I ran into an issue today. I had a CFileDialog object set to select multiple files (using OFN_ALLOWMULTISELECT). When I launched the dialog, I selected 24 files. However, after looping through the files using CFileDialog::GetNextPathName(), there were only 10 being returned.
The problem is that there wasn’t an error being set anywhere (that I could find). CFileDialog was being quite sneaky in that it wasn’t giving me any signal that 14 of the selected files were basically being ignored. At first, I thought it was just a bug in Windows. After some thinking, it turns out that there’s an internal buffer used to store these files. This may seem very obvious to some people, but it wasn’t obvious to me.
Part of the OPENFILENAME structure is a buffer for holding (a) the default file when the dialog is opened, and (b) the selected files when the dialog is closed. This member is called lpstrFile. nMaxFile is also used in conjunction to specify the length of the buffer pointed to by lpstrFile.

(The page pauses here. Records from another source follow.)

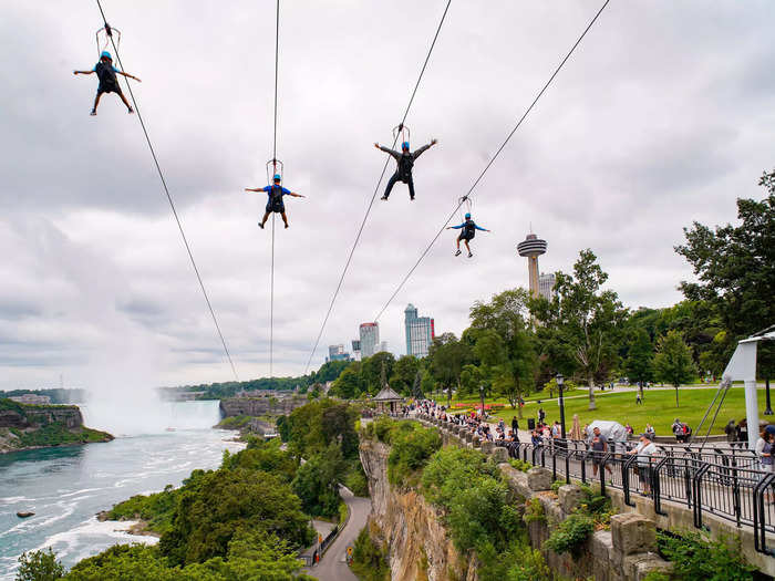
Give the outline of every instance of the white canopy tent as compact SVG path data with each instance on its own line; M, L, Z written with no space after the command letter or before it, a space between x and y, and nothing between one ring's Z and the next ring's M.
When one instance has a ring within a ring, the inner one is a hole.
M758 401L756 400L756 350L760 341L775 341L775 325L762 333L737 342L722 377L742 381L745 385L745 417L748 422L748 448L754 449L758 437Z

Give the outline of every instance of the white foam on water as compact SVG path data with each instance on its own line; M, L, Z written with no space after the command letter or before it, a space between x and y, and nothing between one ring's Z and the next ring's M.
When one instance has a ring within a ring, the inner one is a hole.
M104 490L104 488L82 488L81 490L75 490L74 492L68 492L66 495L60 495L60 498L68 498L71 496L78 496L78 495L82 495L84 492L96 492L97 490Z
M16 505L17 502L29 502L30 500L32 499L25 496L7 496L0 498L0 505Z

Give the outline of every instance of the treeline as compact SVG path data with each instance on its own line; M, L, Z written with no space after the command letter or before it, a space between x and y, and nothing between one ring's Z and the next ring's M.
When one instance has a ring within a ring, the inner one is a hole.
M318 371L307 375L299 375L298 377L260 377L245 382L203 383L180 387L161 387L159 392L172 396L179 392L204 392L197 396L197 400L220 400L223 397L232 397L239 392L252 392L256 390L282 391L299 387L301 393L307 393L311 385L324 384L339 377L339 374L348 364L349 362L347 361L329 361L323 363Z
M158 544L112 547L70 571L51 551L35 551L22 556L17 579L311 581L297 557L314 541L311 518L341 519L340 483L368 494L359 417L331 400L297 408L278 423L287 450L278 439L251 438L246 449L225 452L217 470L194 470L179 488L134 496L107 512L112 520L144 520Z
M458 339L436 338L427 357L378 353L349 365L332 394L351 398L388 384L404 395L443 391L447 397L506 397L516 406L531 392L555 387L561 373L589 387L627 378L678 386L719 378L741 338L775 323L775 173L760 184L762 201L738 199L738 226L694 224L675 251L696 282L682 282L685 300L665 309L626 309L595 253L579 253L572 272L557 272L551 299L507 290L471 308ZM762 344L758 376L775 369L775 350ZM556 393L556 390L552 390Z

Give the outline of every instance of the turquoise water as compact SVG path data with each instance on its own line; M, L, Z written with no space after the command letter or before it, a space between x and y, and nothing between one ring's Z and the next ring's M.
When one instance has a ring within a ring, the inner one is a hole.
M52 547L72 567L115 543L155 542L95 515L132 495L178 486L195 468L217 467L224 449L241 447L226 442L234 432L211 429L218 402L162 404L154 413L157 422L142 433L114 433L110 443L0 455L0 580L13 579L23 551ZM110 417L90 417L86 408L84 417L112 432ZM20 519L20 510L35 516Z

By default, CFileDialog uses a buffer 260 characters long. In my problem above, 260 characters is basically able to only hold 10 of the selected files. The rest were just dropped quietly.

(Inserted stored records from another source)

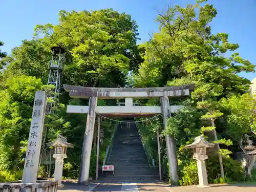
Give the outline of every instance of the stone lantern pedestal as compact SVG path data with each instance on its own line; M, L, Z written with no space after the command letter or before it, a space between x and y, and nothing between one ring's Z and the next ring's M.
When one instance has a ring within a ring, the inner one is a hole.
M66 155L67 148L73 148L73 145L68 143L67 139L60 135L58 135L57 139L53 141L48 143L48 145L54 147L54 154L53 157L55 158L55 167L53 176L54 180L58 181L58 187L61 188L63 186L61 185L61 180L64 159L67 157Z
M185 146L185 148L190 148L194 150L193 159L197 160L198 172L199 181L198 187L209 187L205 166L205 159L208 159L208 156L206 155L206 148L213 147L214 145L215 144L205 141L203 136L200 135L195 139L195 141L193 143Z

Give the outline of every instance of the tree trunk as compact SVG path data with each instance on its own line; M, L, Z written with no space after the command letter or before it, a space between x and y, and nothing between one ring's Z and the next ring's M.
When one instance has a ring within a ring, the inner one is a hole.
M215 129L214 130L214 135L215 141L218 141L217 134L216 133L216 130L215 130ZM219 152L219 151L220 151L220 145L218 143L217 144L217 150L218 152ZM225 177L225 175L224 173L223 163L222 162L222 157L221 156L221 154L220 154L219 153L218 153L218 156L219 157L219 161L220 162L220 166L221 167L221 177L224 179Z
M253 165L256 160L256 156L253 155L250 155L247 153L242 144L242 140L238 142L238 144L245 155L245 161L246 161L245 166L244 167L245 175L247 176L251 177L251 170L253 168Z

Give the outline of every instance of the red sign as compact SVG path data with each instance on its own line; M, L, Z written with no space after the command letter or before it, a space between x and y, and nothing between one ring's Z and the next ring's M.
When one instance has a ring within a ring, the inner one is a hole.
M114 170L114 165L103 165L103 170Z

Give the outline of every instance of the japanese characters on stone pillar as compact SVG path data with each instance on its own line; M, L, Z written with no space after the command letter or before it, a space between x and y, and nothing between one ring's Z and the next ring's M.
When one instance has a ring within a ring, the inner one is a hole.
M45 91L37 91L35 93L22 177L23 183L35 183L36 182L47 103L46 95Z

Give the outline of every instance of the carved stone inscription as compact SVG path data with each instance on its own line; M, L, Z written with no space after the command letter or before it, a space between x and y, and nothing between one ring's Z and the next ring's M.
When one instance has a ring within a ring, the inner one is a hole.
M23 169L23 183L35 183L36 181L46 99L46 93L45 91L36 92Z

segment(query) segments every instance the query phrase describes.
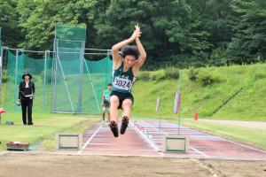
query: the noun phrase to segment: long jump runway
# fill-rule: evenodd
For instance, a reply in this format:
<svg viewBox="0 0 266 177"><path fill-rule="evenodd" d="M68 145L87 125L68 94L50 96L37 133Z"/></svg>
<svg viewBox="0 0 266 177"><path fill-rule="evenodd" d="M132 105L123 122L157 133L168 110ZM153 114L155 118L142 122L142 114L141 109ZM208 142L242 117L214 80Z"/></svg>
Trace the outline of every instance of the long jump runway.
<svg viewBox="0 0 266 177"><path fill-rule="evenodd" d="M141 128L139 128L141 127ZM145 134L142 129L146 130ZM147 132L148 135L147 135ZM81 155L146 156L211 159L266 160L266 151L254 146L226 140L180 126L180 135L190 135L188 153L161 152L162 137L177 135L178 126L168 121L130 121L125 135L114 138L106 124L95 125L83 134Z"/></svg>

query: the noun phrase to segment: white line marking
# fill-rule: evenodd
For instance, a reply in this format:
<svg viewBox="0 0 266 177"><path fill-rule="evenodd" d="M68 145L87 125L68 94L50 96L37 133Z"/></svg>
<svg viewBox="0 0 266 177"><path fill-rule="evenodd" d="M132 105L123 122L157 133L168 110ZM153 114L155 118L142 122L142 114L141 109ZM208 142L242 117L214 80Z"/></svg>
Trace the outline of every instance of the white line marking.
<svg viewBox="0 0 266 177"><path fill-rule="evenodd" d="M203 152L201 152L201 151L196 150L195 148L192 148L192 146L190 146L190 148L191 148L192 150L194 150L194 151L196 151L196 152L201 154L202 156L205 156L206 158L210 158L210 157L209 157L208 155L207 155L207 154L205 154L205 153L203 153Z"/></svg>
<svg viewBox="0 0 266 177"><path fill-rule="evenodd" d="M99 131L99 129L102 127L103 126L100 125L98 127L98 128L94 132L94 134L90 136L90 138L86 142L86 143L82 146L82 148L77 152L77 154L81 154L83 150L85 150L85 148L88 146L88 144L91 142L92 138L94 138L94 136L98 134L98 132Z"/></svg>
<svg viewBox="0 0 266 177"><path fill-rule="evenodd" d="M135 126L133 125L132 122L130 122L130 124L131 124L132 127L135 129L135 131L137 132L140 135L140 136L143 137L143 139L146 142L148 142L152 146L152 148L159 153L160 156L164 156L164 154L160 152L157 146L152 141L150 141L149 138L147 138L142 132L140 132L137 127L135 127Z"/></svg>

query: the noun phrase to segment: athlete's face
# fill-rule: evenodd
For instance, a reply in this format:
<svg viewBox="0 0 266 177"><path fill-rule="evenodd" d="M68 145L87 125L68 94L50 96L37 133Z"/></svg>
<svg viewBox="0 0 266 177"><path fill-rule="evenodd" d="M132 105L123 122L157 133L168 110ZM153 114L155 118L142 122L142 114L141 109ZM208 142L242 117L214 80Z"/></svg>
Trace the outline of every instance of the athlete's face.
<svg viewBox="0 0 266 177"><path fill-rule="evenodd" d="M24 79L25 79L25 81L27 81L29 80L29 76L28 76L28 75L25 75L25 76L24 76Z"/></svg>
<svg viewBox="0 0 266 177"><path fill-rule="evenodd" d="M132 67L136 63L136 58L133 55L127 55L124 58L125 66L129 68Z"/></svg>

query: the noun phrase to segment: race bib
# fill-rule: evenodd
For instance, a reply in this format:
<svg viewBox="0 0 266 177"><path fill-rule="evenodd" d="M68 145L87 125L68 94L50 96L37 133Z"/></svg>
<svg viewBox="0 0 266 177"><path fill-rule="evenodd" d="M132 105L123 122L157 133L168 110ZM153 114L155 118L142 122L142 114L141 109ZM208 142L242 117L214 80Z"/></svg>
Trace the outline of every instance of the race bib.
<svg viewBox="0 0 266 177"><path fill-rule="evenodd" d="M106 95L105 97L106 97L106 100L109 100L110 99L110 95Z"/></svg>
<svg viewBox="0 0 266 177"><path fill-rule="evenodd" d="M128 79L124 79L124 78L116 77L116 78L114 78L113 85L114 85L114 87L116 87L120 89L129 91L129 90L130 90L130 88L131 88L131 81L128 80Z"/></svg>

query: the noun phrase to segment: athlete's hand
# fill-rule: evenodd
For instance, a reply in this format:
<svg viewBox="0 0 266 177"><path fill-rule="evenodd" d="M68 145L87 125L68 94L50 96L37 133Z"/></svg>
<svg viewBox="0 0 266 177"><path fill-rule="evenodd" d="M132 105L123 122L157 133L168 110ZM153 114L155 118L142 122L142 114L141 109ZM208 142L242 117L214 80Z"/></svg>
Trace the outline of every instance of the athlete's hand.
<svg viewBox="0 0 266 177"><path fill-rule="evenodd" d="M133 34L132 34L130 39L131 39L132 41L134 41L134 40L136 40L137 38L140 37L140 35L141 35L140 27L139 27L138 24L137 24L137 25L135 26L135 31L133 32Z"/></svg>

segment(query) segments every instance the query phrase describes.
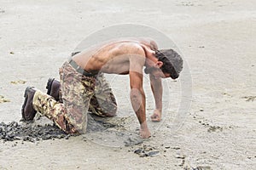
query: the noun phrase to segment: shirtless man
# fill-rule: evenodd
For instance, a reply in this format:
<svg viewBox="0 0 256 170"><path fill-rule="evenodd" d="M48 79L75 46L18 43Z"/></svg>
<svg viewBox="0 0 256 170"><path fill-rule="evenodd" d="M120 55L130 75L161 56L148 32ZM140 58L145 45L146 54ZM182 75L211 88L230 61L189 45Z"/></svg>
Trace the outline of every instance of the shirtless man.
<svg viewBox="0 0 256 170"><path fill-rule="evenodd" d="M183 60L172 49L158 50L156 42L147 38L114 40L76 54L60 68L60 83L49 80L48 94L26 88L22 117L32 120L39 111L66 133L84 133L88 110L102 116L116 114L116 101L103 73L129 75L130 98L140 123L140 135L149 138L143 69L149 74L155 101L151 120L159 122L162 112L161 78L177 78Z"/></svg>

The workaround is to use a larger buffer. It’s quite easy to do this:
// Create our dialog object
CFileDialog dialog(TRUE, NULL, NULL, OFN_HIDEREADONLY |
OFN_ALLOWMULTISELECT);
// This is the trick
const int nBufferSize = 128*1024; // May be excessive?
TCHAR *szBuffer = new TCHAR[nBufferSize];
memset(szBuffer, 0, sizeof(TCHAR) * nBufferSize);
dialog.m_ofn.lpstrFile = szBuffer;
dialog.m_ofn.nMaxFile = nBufferSize - 1;
// Show the dialog
if (dialog.DoModal() == IDOK)
{
POSITION pos = dialog.GetStartPosition();
while (pos != NULL)
{
CString sFile = dialog.GetNextPathName(pos);
// Process the file
}
}
delete[] szBuffer; // No leaks
The trick is to set lpstrFile and nMaxFile to a larger buffer. 128k may be excessive, but at least it will work. Feel free to use whatever size buffer you want to.

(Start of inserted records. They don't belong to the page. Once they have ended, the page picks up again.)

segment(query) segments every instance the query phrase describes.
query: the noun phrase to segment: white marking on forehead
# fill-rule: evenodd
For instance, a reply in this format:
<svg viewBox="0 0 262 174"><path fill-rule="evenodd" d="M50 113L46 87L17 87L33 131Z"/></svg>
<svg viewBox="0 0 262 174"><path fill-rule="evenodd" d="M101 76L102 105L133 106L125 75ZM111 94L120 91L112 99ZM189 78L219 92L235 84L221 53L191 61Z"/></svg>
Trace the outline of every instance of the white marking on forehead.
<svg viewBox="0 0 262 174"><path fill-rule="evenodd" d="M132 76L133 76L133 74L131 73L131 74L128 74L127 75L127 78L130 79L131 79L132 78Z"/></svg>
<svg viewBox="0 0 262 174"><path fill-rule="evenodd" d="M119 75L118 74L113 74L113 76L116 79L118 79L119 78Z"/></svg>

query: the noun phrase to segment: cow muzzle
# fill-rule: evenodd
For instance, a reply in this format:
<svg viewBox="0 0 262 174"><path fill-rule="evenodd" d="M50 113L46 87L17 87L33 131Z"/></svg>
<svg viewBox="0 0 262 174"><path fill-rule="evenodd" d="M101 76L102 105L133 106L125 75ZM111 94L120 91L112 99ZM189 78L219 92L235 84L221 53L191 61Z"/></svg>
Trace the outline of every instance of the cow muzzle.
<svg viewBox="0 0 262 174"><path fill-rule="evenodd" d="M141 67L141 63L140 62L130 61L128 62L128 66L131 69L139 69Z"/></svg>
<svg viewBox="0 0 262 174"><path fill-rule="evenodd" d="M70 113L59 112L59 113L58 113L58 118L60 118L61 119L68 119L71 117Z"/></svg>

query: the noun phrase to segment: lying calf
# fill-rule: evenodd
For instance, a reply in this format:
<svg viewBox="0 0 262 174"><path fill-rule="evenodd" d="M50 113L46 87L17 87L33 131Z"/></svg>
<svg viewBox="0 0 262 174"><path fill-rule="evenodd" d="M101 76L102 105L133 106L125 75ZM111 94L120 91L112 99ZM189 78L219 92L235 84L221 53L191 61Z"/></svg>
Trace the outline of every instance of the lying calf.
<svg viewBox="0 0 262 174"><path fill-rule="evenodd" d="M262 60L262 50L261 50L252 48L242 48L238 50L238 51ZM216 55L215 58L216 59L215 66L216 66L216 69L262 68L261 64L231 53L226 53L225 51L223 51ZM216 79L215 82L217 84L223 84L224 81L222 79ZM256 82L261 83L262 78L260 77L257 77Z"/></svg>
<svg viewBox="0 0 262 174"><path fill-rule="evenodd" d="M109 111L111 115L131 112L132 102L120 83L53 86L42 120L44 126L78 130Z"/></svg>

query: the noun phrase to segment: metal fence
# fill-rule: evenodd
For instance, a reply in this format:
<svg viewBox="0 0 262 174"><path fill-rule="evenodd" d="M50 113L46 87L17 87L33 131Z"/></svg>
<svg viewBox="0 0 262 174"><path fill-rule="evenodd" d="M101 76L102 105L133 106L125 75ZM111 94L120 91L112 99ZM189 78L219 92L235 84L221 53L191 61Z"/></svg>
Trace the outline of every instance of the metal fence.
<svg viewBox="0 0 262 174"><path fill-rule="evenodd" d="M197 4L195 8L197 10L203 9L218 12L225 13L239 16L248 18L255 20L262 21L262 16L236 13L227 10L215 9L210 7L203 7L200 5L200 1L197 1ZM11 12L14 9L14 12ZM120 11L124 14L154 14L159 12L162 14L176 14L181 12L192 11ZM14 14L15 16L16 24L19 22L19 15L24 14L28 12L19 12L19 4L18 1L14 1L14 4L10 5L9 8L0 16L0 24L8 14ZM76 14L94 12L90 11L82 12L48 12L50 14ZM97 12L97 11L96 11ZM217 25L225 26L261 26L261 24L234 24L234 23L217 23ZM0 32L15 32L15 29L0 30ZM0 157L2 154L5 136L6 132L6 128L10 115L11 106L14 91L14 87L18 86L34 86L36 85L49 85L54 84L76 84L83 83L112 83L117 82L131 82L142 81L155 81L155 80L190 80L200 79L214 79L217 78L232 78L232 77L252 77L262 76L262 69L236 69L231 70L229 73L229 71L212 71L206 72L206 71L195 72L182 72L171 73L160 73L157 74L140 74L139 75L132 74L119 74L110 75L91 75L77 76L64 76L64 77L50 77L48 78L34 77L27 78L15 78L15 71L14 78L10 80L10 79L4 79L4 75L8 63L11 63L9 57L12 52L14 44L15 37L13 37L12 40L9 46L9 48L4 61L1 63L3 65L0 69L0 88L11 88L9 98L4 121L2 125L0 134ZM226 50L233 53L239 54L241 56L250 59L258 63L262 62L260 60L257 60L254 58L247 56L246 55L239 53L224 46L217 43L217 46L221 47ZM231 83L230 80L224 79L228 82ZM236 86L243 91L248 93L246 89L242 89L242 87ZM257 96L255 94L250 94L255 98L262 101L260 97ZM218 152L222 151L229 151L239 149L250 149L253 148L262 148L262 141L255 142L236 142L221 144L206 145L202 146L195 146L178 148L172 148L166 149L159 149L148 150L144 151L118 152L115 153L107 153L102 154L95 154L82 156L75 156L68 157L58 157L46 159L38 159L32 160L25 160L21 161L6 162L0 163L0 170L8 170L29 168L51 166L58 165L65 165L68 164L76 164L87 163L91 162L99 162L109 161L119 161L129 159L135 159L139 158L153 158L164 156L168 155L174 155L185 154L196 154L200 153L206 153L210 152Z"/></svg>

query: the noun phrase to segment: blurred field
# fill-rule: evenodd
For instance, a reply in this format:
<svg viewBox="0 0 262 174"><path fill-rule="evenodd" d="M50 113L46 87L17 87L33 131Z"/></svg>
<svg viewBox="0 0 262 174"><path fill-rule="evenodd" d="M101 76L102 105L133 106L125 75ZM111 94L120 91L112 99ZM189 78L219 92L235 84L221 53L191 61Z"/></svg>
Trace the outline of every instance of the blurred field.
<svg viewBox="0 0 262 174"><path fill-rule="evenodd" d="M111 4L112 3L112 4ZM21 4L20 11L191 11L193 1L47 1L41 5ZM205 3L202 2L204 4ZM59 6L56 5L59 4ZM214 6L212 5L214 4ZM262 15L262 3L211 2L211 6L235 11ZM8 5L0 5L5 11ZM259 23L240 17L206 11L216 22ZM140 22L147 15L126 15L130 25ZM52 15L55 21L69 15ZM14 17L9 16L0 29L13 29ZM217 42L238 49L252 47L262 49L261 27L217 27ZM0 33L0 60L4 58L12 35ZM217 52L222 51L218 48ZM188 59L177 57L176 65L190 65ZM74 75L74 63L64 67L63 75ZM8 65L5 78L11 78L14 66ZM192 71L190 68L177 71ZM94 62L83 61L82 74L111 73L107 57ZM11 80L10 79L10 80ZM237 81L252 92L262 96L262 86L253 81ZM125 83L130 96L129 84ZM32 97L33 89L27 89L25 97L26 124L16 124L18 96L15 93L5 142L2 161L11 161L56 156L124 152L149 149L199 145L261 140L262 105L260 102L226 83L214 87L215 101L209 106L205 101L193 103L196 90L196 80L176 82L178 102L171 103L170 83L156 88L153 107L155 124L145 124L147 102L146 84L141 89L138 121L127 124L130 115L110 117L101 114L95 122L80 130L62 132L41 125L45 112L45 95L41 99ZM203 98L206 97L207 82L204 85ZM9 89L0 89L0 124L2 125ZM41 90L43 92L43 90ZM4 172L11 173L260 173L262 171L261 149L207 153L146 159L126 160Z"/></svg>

Note: Above, I created the buffer on the heap using ‘new’. If you don’t want to deal with ‘new’ and ‘delete’, you could create it on the stack like:
TCHAR szBuffer[nBufferSize];
and skip the ‘delete’ call. However, this will eat up a good chunk of your stack space. The default stack is 1 MB. So 128k is 10% of your stack. For this reason, I created it on the heap.